Неожиданно, при +40°С было получено улучшение стабильности композиций на основе цитрата/сахарозы, по сравнению с композицией на основе D-PBS/глицина, в последней показана существенно более высокая восприимчивость к химическим модификациям.Surprisingly, at +40°C, an improvement in the stability of the citrate/sucrose based compositions was obtained compared to the D-PBS/glycine based composition, the latter showing a significantly higher susceptibility to chemical modifications.

Для жидких композиций хранение до 1,5 месяцев при -70°C, +5°C и +25°C не оказывало существенного влияния на ALX-0081 (данные не показаны). Нарушение наблюдалось спустя 1,5 месяца хранения при +40°С, это примерно согласуется с более ранними наблюдениями (см. раздел 7.7.2).For liquid compositions, storage up to 1.5 months at -70°C, +5°C and +25°C had no significant effect on ALX-0081 (data not shown). Deterioration was observed after 1.5 months of storage at +40°C, which is roughly consistent with earlier observations (see section 7.7.2).

(с) кИЭФ(с) cIEF

Результаты, полученные посредством кИЭФ анализа, согласуются с результатами ОФ-ВЭЖХ. Важно, что лиофилизация композиции на основе цитрата/сахарозы не позволяла полностью предотвратить пироглутаматную модификацию. Действительно, хранение лиофилизированного продукта при +40°С в течение 1,5 месяцев приводило к увеличению последующего пика. Вновь, более быстрое образование пироглутамата наблюдалось в композиции с цитратом/сахарозой при рН 6,0, по сравнению с рН 6,5.The results obtained by SIEF analysis are consistent with the results of RP-HPLC. Importantly, lyophilization of the citrate/sucrose composition did not completely prevent pyroglutamate modification. Indeed, storage of the lyophilized product at +40°C for 1.5 months resulted in an increase in the subsequent peak. Again, faster formation of pyroglutamate was observed in the citrate/sucrose formulation at pH 6.0 compared to pH 6.5.
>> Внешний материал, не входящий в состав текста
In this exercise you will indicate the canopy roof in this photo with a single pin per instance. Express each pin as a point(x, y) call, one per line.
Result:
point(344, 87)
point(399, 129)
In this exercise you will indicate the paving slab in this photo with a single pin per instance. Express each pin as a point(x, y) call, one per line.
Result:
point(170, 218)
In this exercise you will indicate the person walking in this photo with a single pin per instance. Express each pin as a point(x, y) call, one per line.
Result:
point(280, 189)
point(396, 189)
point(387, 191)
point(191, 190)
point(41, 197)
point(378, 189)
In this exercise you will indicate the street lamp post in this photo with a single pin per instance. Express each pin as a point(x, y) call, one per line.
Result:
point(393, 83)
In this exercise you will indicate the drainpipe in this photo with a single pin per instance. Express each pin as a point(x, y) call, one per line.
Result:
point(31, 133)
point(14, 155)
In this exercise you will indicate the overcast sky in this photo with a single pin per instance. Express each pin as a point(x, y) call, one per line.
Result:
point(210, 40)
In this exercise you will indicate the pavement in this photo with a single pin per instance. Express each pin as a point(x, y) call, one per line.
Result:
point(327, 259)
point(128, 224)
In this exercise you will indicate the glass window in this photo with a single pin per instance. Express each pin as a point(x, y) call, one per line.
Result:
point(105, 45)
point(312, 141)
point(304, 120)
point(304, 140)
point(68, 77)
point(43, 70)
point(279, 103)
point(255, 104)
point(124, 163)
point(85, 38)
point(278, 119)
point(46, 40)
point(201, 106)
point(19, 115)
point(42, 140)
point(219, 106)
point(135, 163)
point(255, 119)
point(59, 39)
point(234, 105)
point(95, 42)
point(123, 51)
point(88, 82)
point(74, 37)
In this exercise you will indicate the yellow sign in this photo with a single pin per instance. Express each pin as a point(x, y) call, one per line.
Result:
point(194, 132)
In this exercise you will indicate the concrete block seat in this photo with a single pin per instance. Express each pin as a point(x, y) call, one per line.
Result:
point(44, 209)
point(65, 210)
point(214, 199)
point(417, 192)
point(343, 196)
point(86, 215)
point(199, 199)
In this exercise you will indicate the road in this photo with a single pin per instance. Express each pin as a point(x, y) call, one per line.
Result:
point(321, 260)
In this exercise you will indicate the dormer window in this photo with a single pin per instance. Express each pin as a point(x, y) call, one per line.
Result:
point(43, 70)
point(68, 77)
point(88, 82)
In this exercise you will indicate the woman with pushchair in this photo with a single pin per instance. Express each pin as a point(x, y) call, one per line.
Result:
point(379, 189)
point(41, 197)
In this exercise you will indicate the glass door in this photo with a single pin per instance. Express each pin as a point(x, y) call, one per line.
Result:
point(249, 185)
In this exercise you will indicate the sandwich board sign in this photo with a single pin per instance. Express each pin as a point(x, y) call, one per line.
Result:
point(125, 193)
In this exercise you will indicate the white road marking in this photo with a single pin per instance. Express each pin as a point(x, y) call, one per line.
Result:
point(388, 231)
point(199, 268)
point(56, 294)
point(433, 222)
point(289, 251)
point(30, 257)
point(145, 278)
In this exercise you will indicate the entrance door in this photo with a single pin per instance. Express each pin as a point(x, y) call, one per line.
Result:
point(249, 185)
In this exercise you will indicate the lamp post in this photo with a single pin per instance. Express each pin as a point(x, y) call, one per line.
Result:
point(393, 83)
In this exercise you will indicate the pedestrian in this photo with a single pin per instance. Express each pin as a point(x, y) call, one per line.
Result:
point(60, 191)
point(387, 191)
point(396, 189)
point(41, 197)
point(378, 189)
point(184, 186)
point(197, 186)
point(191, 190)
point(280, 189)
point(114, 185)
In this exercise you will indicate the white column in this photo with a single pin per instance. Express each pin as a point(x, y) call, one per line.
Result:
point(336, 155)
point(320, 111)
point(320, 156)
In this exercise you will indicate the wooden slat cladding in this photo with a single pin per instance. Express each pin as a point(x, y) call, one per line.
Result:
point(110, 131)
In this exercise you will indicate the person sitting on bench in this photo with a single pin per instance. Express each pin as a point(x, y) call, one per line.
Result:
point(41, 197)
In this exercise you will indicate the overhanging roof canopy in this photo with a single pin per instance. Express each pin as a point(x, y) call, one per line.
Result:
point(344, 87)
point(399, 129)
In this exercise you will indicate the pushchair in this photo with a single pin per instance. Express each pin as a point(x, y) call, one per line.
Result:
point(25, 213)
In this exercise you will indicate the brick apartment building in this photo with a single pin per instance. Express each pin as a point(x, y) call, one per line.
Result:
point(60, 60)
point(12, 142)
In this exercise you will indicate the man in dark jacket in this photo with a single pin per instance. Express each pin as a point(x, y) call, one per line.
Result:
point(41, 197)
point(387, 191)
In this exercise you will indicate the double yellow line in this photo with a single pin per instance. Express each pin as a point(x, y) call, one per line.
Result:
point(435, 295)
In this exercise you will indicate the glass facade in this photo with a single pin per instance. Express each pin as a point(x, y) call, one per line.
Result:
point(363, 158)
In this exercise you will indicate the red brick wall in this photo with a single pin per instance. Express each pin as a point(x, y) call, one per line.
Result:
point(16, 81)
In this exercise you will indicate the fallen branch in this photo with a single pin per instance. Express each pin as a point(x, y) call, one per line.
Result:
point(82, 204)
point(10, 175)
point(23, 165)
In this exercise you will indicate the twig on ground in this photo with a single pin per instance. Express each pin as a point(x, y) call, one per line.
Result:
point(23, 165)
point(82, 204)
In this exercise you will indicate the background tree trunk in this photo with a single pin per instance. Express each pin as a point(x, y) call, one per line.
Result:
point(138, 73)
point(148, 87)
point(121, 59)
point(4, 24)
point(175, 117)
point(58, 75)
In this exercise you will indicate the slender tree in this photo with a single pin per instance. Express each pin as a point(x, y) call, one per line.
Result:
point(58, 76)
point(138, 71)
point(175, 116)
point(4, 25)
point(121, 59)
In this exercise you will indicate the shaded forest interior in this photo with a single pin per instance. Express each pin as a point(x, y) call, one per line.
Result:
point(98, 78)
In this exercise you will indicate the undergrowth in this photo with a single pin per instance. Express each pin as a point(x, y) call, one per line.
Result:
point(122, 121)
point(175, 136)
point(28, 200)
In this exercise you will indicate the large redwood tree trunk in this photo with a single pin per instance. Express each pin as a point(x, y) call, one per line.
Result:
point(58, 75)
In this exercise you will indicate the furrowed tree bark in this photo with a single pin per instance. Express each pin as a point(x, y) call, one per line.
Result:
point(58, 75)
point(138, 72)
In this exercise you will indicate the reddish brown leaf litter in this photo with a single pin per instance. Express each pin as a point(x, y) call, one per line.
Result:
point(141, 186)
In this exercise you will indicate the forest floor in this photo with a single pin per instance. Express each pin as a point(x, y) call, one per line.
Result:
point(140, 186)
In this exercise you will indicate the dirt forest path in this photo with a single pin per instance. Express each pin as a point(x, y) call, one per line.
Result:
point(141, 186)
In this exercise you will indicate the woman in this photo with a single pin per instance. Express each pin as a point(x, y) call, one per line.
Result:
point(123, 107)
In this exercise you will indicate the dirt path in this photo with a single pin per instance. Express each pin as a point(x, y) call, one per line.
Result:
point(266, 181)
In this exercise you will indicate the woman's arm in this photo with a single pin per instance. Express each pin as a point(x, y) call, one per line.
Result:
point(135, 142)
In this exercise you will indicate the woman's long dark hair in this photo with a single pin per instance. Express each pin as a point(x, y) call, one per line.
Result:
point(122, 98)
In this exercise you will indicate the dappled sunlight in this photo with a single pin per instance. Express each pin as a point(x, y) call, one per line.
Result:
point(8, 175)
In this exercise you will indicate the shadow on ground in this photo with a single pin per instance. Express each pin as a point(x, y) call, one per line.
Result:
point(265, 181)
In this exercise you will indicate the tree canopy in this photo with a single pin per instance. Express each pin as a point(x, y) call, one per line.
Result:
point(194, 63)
(d) Э-ВЭЖХ/MALS/DLS.(d) E-HPLC/MALS/DLS.

Хранение до 1,5 месяцев при -70°C/-20°C, +5°C и +25°C не оказывало влияния на Э-ВЭЖХ профили лиофилизированных или жидких композиций ALX-0081 (данные не показаны). Однако при +40°С можно было наблюдать расширение пика и образование плечевых пиков во всех жидких композициях. MALS анализ показал, что эти плечевые пики соответствуют мономерному ALX-0081 (данные не показаны). Эти данные указывают на конформационное изменение субпопуляции ALX-0081 в результате хранения в стрессовых условиях. Неожиданно, на Э-ВЭЖХ профиль лиофилизированных композиций на основе цитрата/сахарозы не влиял стрессовый анализ при +40°C, указывая, что эти лиофилизированные композиции также улучшают физическую стабильность ALX-0081. Однако этого не отмечалось в случае лиофилизированной композиции на основе D-PBS/глицина; воздействие стресса на эту композицию при +40°С приводило не только к плечевому пику, но также к некоторым высокомолекулярным видам, наблюдаемым в качестве широкого предварительного пика (таблица 8). DLS анализ не выявил каких-либо крупных олигомерных видов в каких-либо композициях (данные не показаны).Storage up to 1.5 months at -70°C/-20°C, +5°C and +25°C had no effect on the E-HPLC profiles of ALX-0081 lyophilized or liquid formulations (data not shown). However, at +40° C., peak expansion and shoulder peak formation could be observed in all liquid compositions. MALS analysis showed these shoulder peaks to be consistent with monomeric ALX-0081 (data not shown). These data indicate a conformational change in the ALX-0081 subpopulation as a result of storage under stress conditions. Surprisingly, the E-HPLC profile of the citrate/sucrose lyophilized compositions was not affected by stress analysis at +40°C, indicating that these lyophilized compositions also improve the physical stability of ALX-0081. However, this was not observed in the case of the lyophilized composition based on D-PBS/glycine; stressing this composition at +40° C. resulted not only in a shoulder peak, but also in some macromolecular species observed as a broad pre-peak (Table 8). DLS analysis did not reveal any large oligomeric species in any of the formulations (data not shown).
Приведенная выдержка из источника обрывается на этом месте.